‘’Allah’ım! Şafi ism-i celilin hürmetine şu anda hastanede... Pardon ya olmadı. Hastanenin adını da  yazmam lazım.’’

-Şerifeee.  Kız Şerifeee.
-Ne oldu herif?
-Babanın asker arkadaşı Mustafa Amcanın dünürü İlyas Bey'in yattğı hastanenin adı neydi? 
-N’etçen babamın asker arkadaşı Mustafa Amcanın dünürü İlyas Bey’in yattığı hastaneyi?  Ziyaretine mi gitçen?
-Yok yahu...Face book sayfamdan dua edecem onun için.
-He anladım. Başakşehir Çam-Sakura Şehir hastanesinde yatıyo.
-Tamam anladım.

‘’ Ey Allah’ım ! Şafi ism-i celilin hürmetine şu anda Başakşehir Çam-Sakura Şehir Hastanesinde yatmakta olan Kayınpederim Dursun Efendi’nin asker arkadaşı Mustafa Amcanın dünürü İlyas Bey’in...Of yaaa yine olmadı.’’

-Şerifeeee
-Ne var herif ne? Tutturdun Şerife Şerife.
-İlyas Bey hangi serviste yatıyordu?
-Kalp ve damar cerrahisi servisinde.
-Tamam güzel..

‘’ Ey Allah’ım !  Şafi ism-i celilin hürmetine şu anda Başakşehir Çam Sakura Şehir hastanesinin Kalp ve damar Cerrahisi servisinde yatmakta olan kayınpederim Dursun Efendinin asker arkadaşı Mustafa Amca’nın dünürü İlyas Efendi’ye acil şifalar ihsan eyle.’’

‘’ Aman yaaa.  Çok yavan oldu. Biraz daha bir şeyler ilave edeyim.’’ 
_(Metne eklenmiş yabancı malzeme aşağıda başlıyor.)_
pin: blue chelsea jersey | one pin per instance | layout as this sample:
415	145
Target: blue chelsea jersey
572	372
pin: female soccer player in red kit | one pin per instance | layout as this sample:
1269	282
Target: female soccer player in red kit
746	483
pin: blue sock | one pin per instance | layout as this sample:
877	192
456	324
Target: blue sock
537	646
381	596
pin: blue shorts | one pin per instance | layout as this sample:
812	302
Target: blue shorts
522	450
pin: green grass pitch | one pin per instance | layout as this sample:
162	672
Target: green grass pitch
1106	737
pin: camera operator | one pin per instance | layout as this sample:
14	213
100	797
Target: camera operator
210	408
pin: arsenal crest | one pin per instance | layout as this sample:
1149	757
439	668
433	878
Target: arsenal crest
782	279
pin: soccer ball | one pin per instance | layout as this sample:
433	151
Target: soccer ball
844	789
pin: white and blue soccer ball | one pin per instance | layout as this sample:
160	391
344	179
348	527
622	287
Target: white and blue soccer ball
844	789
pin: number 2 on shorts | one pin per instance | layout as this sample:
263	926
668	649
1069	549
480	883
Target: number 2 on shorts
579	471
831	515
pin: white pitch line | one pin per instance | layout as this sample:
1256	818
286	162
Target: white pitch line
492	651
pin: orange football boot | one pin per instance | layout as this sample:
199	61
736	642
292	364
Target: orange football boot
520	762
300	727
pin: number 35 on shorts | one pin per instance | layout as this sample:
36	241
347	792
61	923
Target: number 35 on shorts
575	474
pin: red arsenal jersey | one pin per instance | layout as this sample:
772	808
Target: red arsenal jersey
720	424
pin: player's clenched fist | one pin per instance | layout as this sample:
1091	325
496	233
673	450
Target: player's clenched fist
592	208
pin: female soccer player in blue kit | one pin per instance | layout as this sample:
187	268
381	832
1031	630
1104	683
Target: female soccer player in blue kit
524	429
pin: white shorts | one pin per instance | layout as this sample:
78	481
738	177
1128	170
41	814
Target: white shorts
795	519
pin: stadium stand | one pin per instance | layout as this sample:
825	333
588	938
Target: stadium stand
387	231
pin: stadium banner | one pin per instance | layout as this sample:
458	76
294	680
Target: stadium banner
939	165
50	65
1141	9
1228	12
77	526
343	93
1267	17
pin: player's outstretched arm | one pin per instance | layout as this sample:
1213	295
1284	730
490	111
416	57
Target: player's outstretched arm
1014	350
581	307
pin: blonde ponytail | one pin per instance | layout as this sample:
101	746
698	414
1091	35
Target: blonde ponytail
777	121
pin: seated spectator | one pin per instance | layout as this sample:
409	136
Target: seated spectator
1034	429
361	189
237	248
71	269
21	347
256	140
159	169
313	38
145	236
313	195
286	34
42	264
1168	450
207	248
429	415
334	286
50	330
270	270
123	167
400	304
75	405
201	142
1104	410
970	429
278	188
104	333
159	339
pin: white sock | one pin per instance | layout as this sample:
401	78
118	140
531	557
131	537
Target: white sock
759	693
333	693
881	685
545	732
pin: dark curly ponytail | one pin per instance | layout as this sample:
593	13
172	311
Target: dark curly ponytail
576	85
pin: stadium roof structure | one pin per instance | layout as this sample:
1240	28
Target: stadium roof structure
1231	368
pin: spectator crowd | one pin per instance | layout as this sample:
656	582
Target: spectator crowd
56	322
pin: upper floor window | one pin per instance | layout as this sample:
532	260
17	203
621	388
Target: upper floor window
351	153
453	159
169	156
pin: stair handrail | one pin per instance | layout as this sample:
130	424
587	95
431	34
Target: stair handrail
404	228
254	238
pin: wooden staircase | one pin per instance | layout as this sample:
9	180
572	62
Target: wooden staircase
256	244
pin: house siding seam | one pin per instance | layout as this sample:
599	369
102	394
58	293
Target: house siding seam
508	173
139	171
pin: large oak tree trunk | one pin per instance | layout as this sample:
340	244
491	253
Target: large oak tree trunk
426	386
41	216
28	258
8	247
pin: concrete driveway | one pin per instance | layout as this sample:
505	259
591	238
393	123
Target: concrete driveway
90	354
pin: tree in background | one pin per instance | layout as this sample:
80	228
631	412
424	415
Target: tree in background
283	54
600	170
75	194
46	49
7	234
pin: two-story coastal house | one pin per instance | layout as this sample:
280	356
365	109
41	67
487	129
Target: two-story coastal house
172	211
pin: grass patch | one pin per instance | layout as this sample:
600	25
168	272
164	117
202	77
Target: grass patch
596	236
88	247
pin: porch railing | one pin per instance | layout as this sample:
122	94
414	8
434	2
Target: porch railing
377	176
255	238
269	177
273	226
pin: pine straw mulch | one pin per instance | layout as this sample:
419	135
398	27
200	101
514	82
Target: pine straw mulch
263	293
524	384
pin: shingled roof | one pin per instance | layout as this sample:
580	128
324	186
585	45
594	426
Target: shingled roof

‘’Ey Allah’ım! Sana sundum elim. Sensin Kerim sensin Rahim. Huzurunda diz çöktüm el açtım sana yalvarıyorum. Şafi ism-i celilin hürmetine şu anda Başakşehir Çam Sakura Şehir hastanesinin kalp ve damar cerrahisi servisinde yatmakta olan kayınpederim Dursun Efendinin asker arkadaşı Mustafa Amca’nın dünürü İlyas Efendi’ye acil şifalar ihsan eyle.’’

-Şerifeeee.
-Neeee?
-Kız sen biliyon. Şu benim mesaja bir de konum eklesene.
-Niye ki?  Konumu ne’tçen?
-Yahu sen ekle hele.
-Hee anladımmm. Yüce Rabbim şifayı bir başka hastanenin bir başka kalp ve damar hastalıkları servisinde yatan bir başka İlyas Efendi’ye göndermesin değil mi? Konum atacan ki yer belli olsun. Dua başka adrese gitmesin.
-Kız sen benle dalga mı geçiyon?
-Asıl sen dalga geçiyon. Oturmuşsun koltuğa bir taraftan kayfe içip cigara tellendiriyon bir taraftan da ‘’ Allah’ım! Huzurunda diz çöktüm’’diye  yazmışsın.
-Ohoooo.  Kızım bu işer böyle şimdi.  Trend bu. Haydi konumu da ekle ki Yüce Rabbime ettiğim dua eksik kalmasın.
-Bak o dua ikonunu da yanlış kullanmışsın. Müslüman adam iki avucunu birleştirerek mi dua eder?
-Aman be hanım. Amma takılıyon ayrıntılara.. Neyse teşekkürler. Ben bunu hemen paylaşayım.

Kadir Bey mesajı paylaşır paylaşmaz yorumlar yağmaya başladı.

‘’amin’’
‘’amin’’
‘’amin’’
‘’amin’’

Sosyal medyada insanların en sevdiği yorum buydu. Alt tarafı sadece dört harften ibaret bir mesaj: Amin...Uzun uzun bir şeyler yazıp çok kıymetli zamanını harcamıyordu hiç kimse. Hatta akıllı telefonlarda  A harfine dokunduğun anda kendiliğinden Amin yazıyordu.

Kadir Bey çok kısa süre içerisinde gelen bu yüzlerce mesaj ve beğeni sebebiyle oldukça mutlu bir şekilde kahvesinden bir yudum  sigarasından bir nefes çekmişti ki birden hafif bir titreme geçirdi. Belli ki Yüce Rabbimiz titretmişti Kadir Bey’i. Arkasından özeline bir mesaj geldi. Mesaj sahibinin rumuzu Melek-Kübra idi ve aynen şöyle yazmıştı:

‘’ Kadir Efendi ! Koltukta oturduğunuz halde yalan söyleyerek ‘’ diz çöktüm el açtım’’ diye yazdığınız için hesap defterinizin günahlar hanesine bir adet günah – temyizi gayri kabil olarak- eklenmiştir. Bilgilerinize arz olunur.’’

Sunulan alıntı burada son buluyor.